Cookie policy notice

By continuing to use this site you agree to our cookies policy below:
Since 26 May 2011, the law now states that cookies on websites can ony be used with your specific consent. Cookies allow us to ensure that you enjoy the best browsing experience.

This site is intended for health professionals only

At the heart of general practice since 1960

How not to miss cholesteatoma

ENT surgeons Mr Shaun Davey and Mr Andrew Bath on how not to miss this potentially serious diagnosis

Worst outcomes if missed

Temporal bone complications

- deafness – both conductive and sensorineural hearing loss can occur

- vertigo – due to erosion of the bone over the lateral semicircular canal

- facial nerve paralysis

- mastoiditis

Cholesteatoma is a slowly progressive disease. Deafness due to a conductive hearing loss is common.
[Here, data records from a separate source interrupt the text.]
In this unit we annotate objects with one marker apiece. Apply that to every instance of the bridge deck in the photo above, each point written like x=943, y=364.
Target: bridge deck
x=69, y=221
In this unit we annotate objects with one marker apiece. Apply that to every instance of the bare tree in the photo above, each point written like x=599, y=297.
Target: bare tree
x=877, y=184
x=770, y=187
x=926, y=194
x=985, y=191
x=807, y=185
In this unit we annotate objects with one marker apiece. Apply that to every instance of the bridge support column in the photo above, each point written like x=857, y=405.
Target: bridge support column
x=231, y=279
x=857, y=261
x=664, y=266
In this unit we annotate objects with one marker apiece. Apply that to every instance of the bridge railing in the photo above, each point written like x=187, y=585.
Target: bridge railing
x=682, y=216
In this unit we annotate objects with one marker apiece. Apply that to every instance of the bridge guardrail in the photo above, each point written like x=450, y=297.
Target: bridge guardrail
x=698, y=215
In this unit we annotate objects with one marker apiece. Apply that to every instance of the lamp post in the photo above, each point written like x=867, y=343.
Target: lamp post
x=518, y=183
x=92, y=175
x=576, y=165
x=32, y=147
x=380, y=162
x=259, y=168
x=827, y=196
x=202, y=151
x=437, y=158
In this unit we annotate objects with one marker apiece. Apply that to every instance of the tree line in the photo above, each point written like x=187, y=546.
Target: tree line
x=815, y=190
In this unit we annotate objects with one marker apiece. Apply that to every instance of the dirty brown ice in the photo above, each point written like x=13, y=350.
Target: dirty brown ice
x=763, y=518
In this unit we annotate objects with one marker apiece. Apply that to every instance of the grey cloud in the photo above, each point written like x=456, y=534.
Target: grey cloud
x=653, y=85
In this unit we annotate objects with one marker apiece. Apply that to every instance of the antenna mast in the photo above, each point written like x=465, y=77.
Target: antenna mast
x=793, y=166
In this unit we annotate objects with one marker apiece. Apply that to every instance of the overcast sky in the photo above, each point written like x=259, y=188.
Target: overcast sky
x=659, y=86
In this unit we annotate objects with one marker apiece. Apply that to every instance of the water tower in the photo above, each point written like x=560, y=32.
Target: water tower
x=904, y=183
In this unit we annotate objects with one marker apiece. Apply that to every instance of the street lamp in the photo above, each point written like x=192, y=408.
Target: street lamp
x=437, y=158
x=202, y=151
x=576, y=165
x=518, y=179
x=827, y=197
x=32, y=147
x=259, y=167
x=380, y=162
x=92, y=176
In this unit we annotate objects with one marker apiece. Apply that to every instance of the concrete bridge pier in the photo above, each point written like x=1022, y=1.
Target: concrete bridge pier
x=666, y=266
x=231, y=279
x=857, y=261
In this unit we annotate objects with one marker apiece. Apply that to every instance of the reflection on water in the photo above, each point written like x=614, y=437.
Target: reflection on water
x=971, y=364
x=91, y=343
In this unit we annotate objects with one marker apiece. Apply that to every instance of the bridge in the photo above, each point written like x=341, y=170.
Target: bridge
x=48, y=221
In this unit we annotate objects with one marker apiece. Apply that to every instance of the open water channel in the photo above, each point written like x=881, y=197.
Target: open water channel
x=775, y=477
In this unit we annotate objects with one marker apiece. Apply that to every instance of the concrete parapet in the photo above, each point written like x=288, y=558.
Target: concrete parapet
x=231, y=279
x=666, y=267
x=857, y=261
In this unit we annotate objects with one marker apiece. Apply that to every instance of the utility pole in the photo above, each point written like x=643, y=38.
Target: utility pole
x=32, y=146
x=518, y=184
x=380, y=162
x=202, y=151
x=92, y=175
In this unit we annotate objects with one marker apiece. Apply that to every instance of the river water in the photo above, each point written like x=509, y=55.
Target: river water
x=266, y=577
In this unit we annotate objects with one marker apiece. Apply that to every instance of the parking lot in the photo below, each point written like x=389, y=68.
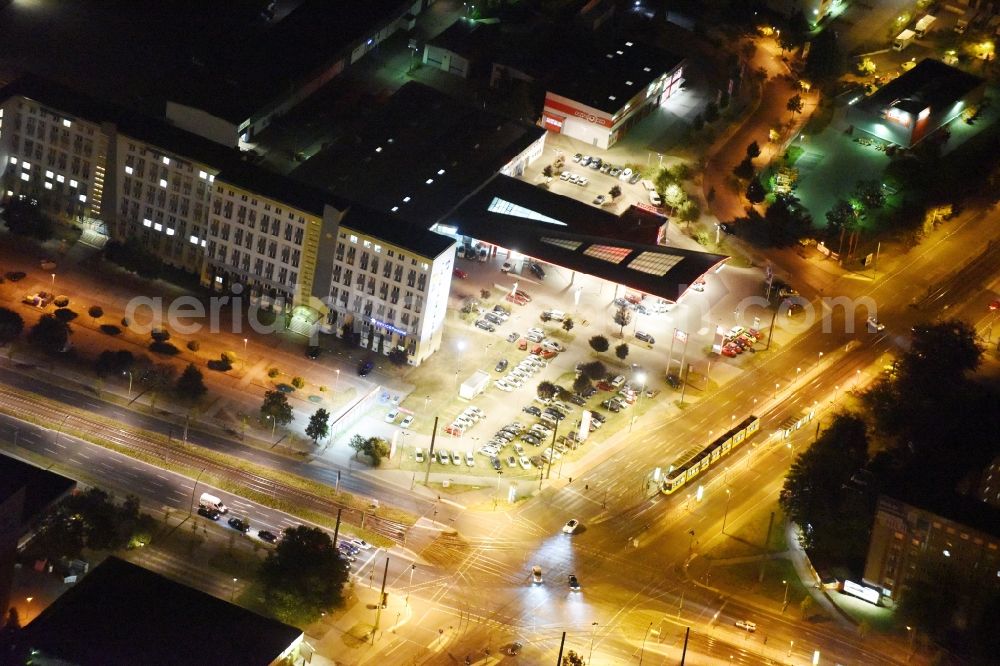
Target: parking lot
x=506, y=426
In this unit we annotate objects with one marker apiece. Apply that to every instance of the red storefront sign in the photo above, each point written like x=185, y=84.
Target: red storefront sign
x=589, y=117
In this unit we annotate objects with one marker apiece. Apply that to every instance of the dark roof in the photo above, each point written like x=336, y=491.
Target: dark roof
x=392, y=229
x=930, y=84
x=280, y=188
x=419, y=134
x=607, y=78
x=572, y=234
x=963, y=509
x=41, y=487
x=121, y=613
x=237, y=78
x=466, y=38
x=138, y=126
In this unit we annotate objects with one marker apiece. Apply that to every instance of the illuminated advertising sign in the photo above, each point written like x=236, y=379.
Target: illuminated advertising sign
x=584, y=431
x=861, y=592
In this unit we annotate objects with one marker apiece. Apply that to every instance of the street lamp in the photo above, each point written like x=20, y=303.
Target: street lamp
x=729, y=496
x=635, y=414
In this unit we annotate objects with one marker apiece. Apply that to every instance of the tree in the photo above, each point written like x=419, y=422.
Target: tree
x=595, y=370
x=25, y=218
x=398, y=357
x=599, y=344
x=304, y=576
x=114, y=362
x=795, y=104
x=11, y=325
x=711, y=112
x=825, y=61
x=190, y=386
x=623, y=317
x=49, y=334
x=816, y=493
x=319, y=425
x=276, y=408
x=547, y=390
x=375, y=448
x=744, y=170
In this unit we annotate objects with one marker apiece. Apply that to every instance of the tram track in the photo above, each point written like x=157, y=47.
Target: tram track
x=60, y=420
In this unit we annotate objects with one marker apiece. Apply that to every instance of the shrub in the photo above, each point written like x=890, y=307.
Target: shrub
x=165, y=348
x=220, y=365
x=65, y=314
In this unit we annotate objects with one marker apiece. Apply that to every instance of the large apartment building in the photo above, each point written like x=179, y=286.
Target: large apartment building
x=198, y=206
x=52, y=156
x=352, y=268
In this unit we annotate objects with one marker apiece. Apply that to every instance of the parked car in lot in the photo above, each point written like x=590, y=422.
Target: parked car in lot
x=645, y=337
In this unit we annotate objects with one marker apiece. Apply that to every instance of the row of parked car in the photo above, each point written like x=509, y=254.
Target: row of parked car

The other complications occur rarely.

Intracranial complications

- meningitis

- intracranial abscess

- lateral sinus thrombosis

Intracranial complications are rare compared to temporal bone complications but have the potential to be fatal.

Epidemiology

The true incidence of cholesteatoma is not known but it is thought to be in the region of 10-70 per 100,000 per year. A study from northern Europe estimated the incidence at 9.2 per 100,000 per year1. The most common cause of otorrhoea in children is acute otitis media and in adults it is due to otitis externa. The overall number of patients presenting with cholesteatoma is relatively small in comparison, with a ratio of new cases being about one child to four adults. However, due to the necessity of surgery and prolonged aftercare, these patients account for a significant proportion of an ENT department’s time.

Symptoms and signs

Cholesteatoma typically presents with a chronic intermittent or constant otorrhoea affecting one ear, which is usually not painful. Often the patient will also notice that the hearing has been poor for some time. Treatment of the ear may lead to resolution of the otorrhoea but the patient will frequently complain of recurrent ear discharge, which is usually smelly, over months or years.

Five key questions

  1. When did the ear discharge first begin? Cholesteatoma is usually painless.
  2. Is the ear infection unresponsive or refractory to treatment? Cholesteatoma usually causes chronic intermittent or constant otorrhoea which is non-responsive to appropriate treatment.
  3. Is the ear painful? Cholesteatoma is usually painless in comparison to otitis externa.
  4. Is the hearing normal? After treatment of acute otitis media or otitis externa the hearing loss usually returns to normal, whereas cholesteatoma often causes a persistent hearing loss which is usually conductive.
  5. Has there been any previous surgery on the ear? Previous surgery may cause implantation of squamous epithelium causing a “secondary” cholesteatoma behind an intact ear drum.

Differential diagnoses

- Otitis media in children – most common cause of otorrhoea in this age group. Treat appropriately with topical and systemic antibiotics if necessary and review.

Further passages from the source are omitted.